To celebrate Black History Month, a Virginia-based teacher is bringing history to life. “Good Morning America” did a feature story on Latoya McGriff, a first-grade teacher at Creekside Elementary School in Suffolk, Virginia, decided to dress up as a different African American historical figure every school day during Black History Month. “I decided to dress up for Black History Month so that the kids are actually seeing a live person from history,” McGriff told “Good Morning America.” “I just wanted to bring history alive for the kids.” McGriff, who has been an educator for 12 years, said that the majority of her school’s population is Black and she emphasized the persistent importance of representation within history.

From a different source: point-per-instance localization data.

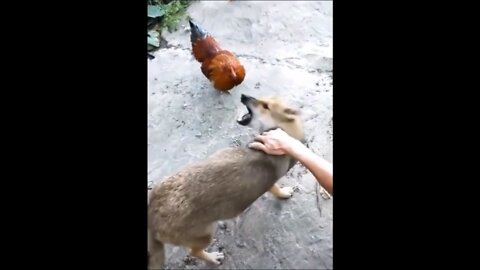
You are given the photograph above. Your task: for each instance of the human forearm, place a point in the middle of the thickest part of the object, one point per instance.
(320, 168)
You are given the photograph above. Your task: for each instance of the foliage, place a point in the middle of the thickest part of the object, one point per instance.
(165, 14)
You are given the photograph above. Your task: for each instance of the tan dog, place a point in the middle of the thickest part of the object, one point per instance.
(184, 207)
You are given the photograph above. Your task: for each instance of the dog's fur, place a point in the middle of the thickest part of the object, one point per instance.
(184, 207)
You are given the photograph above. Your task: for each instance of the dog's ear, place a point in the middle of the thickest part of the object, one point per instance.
(289, 114)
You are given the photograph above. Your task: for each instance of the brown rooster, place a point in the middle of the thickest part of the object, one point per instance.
(220, 66)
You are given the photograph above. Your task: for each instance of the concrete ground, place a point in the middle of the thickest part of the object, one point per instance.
(286, 48)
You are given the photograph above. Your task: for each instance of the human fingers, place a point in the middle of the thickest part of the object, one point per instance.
(258, 146)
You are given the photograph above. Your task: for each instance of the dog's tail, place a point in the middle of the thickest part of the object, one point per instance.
(156, 253)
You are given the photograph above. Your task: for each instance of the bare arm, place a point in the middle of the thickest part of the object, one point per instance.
(277, 142)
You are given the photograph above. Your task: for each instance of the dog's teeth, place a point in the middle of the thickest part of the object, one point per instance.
(241, 113)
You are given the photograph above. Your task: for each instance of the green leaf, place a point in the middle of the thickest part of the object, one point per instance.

“It is important for the children to see that people who look like them have made contributions because it reassures them that they can, too … It’s hard to believe in something you don’t see,” McGriff said. The different outfits are used as a conversation-starter, McGriff explained. The students will ask questions when they see them and will want to know more about the historical figure she’s portraying, she added. McGriff decided to also put a focus this year on African American historical figures local to Virginia. Her personal favorite has been Mary Jackson, who was a mathematician and an aerospace engineer for NASA in the 1950s and played a large — and widely unrecognized — role in sending the first astronaut into orbit. Jackson’s life was most recently portrayed in the 2016 blockbuster “Hidden Figures,” where she was played by Janelle Monae. “Mary Jackson personally influenced me because of her struggle,” McGriff said. “She was known as a human computer, yet she wasn’t even allowed in meetings because of the color of her skin and because she was a woman. Yet, she prevailed.” McGriff dressed as other well-known figures, such as Misty Copeland, Ella Fitzgerald and Barack Obama, but also gave recognition to those who are lesser-known, such as James Lafayette, a former slave turned spy during the Revolutionary War; Dr. L.D. Britt, the first African American doctor in America to have an endowed chair in surgery; and Thurgood Marshall, the Supreme Court’s first African American justice.